As an approach to explore the mechanism of MAPK activation by GPCRs, several laboratories have used the transient coexpression of an epitope-tagged form of MAPK together with GPCRs in readily transfectable cell lines, such as COS-7 cells. In this cellular setting, it was observed that MAPK was potently activated upon ligand addition by either Gq-coupled or Gi-coupled receptors, respectively, in a pertussis toxin-insensitive and -sensitive fashion (34-36). However, under identical experimental conditions, activated forms of Galpha i2, Galpha q, Gs, or G12 were not able to induce MAPK activation (35).

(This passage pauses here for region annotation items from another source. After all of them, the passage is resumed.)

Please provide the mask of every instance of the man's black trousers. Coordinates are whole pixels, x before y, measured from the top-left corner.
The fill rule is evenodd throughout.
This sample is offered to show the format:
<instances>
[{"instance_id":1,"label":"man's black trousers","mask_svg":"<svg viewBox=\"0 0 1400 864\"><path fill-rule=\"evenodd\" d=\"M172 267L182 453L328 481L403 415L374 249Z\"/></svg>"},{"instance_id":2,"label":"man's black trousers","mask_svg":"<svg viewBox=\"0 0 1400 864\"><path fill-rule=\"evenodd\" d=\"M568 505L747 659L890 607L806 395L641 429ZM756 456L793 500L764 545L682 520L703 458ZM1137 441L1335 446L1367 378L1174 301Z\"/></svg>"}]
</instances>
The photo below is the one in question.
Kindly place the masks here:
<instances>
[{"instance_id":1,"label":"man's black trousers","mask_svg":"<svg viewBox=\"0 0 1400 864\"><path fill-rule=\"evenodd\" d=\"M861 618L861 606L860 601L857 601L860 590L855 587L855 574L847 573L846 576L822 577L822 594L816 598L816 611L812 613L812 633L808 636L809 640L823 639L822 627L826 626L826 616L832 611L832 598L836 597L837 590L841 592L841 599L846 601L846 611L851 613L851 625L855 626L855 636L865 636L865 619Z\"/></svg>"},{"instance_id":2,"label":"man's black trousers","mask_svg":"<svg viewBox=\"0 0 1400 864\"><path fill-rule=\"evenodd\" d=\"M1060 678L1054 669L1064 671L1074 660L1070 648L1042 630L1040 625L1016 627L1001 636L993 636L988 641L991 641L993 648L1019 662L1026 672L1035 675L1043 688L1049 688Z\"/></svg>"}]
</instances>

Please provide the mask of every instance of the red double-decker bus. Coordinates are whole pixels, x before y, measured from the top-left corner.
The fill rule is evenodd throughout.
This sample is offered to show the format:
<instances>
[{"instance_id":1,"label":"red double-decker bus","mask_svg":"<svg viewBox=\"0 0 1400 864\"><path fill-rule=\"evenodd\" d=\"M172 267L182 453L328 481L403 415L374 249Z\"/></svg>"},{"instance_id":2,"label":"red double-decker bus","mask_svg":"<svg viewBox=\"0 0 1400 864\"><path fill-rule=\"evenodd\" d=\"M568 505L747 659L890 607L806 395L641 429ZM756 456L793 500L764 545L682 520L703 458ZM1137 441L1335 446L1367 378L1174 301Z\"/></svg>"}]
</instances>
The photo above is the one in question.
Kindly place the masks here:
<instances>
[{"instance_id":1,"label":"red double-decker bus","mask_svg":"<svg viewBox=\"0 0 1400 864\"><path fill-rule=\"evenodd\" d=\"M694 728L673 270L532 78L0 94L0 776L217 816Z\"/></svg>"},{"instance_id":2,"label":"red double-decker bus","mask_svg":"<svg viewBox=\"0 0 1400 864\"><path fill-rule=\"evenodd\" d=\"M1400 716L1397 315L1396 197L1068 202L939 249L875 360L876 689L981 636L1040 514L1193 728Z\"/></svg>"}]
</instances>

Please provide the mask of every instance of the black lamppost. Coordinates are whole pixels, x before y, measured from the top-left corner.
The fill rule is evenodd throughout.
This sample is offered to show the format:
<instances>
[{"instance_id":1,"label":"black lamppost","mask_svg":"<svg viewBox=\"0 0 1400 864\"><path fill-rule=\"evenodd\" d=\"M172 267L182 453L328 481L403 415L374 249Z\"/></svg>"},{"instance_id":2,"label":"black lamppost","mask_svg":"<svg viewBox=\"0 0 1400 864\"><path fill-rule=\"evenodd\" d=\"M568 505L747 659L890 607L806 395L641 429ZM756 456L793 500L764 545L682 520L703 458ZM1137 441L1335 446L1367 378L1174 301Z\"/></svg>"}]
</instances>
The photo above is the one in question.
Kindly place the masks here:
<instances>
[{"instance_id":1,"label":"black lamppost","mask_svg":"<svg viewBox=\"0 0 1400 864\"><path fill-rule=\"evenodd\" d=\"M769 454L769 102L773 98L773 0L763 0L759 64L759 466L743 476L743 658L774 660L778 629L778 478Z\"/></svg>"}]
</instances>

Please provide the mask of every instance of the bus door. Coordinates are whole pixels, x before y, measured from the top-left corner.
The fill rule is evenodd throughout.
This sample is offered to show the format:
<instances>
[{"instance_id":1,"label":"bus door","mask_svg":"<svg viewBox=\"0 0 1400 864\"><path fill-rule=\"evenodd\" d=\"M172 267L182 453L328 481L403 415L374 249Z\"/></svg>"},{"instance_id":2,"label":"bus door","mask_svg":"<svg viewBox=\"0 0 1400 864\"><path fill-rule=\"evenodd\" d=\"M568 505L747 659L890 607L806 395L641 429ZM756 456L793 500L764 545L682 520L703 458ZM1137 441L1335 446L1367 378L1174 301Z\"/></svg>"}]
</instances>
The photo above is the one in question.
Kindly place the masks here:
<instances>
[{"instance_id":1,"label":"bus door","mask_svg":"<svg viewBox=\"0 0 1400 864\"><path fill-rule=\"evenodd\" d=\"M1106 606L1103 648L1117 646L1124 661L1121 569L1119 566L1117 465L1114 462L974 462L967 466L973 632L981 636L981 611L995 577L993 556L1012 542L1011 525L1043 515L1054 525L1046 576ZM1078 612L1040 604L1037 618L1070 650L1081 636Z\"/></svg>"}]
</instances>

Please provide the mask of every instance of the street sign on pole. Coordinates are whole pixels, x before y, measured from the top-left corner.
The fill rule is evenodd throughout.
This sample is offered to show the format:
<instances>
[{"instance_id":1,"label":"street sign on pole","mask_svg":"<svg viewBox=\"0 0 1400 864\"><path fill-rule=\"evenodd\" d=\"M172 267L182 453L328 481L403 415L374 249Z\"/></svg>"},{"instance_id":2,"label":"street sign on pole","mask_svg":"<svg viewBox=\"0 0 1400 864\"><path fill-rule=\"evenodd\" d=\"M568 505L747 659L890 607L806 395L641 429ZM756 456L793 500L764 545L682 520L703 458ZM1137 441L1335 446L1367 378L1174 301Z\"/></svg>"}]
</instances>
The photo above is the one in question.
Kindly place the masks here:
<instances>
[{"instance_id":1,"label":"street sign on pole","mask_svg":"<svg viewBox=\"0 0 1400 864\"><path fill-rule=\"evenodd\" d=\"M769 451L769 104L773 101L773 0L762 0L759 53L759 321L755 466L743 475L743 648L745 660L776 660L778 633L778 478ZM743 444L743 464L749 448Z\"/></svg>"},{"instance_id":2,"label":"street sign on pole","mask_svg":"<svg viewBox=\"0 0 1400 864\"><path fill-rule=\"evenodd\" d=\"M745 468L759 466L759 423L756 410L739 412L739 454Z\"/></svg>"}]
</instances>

The failure of activated Galpha subunits to mimic receptor stimulation of MAPK activity and the accumulating evidence supporting an active role for the Gbeta gamma dimers in signal transmission (37) prompted exploration of the role of beta gamma complexes in signaling to the MAPK pathway. This led to the observation that membrane-bound forms of beta gamma heterodimers can directly elicit signaling pathways leading to MAPK activation (35) and prompted the search for molecules acting downstream of Gbeta gamma in this biochemical route. In a variety of experimental conditions, it was shown that MAPK activation by beta gamma subunits required neither PLC-beta nor PKC activation but was blocked by dominant interfering mutants of the GTP-binding protein Ras (34, 35) and that beta gamma subunits can induce the accumulation of Ras in the GTP-bound, active form (34). Taken together, these findings indicated that signaling from GPCRs to MAPK involves beta gamma subunits of heterotrimeric G proteins acting on a Ras-dependent pathway and provided strong evidence that the GPCR signaling pathway converges at the level of Ras with that emerging from receptors of the tyrosine kinase class.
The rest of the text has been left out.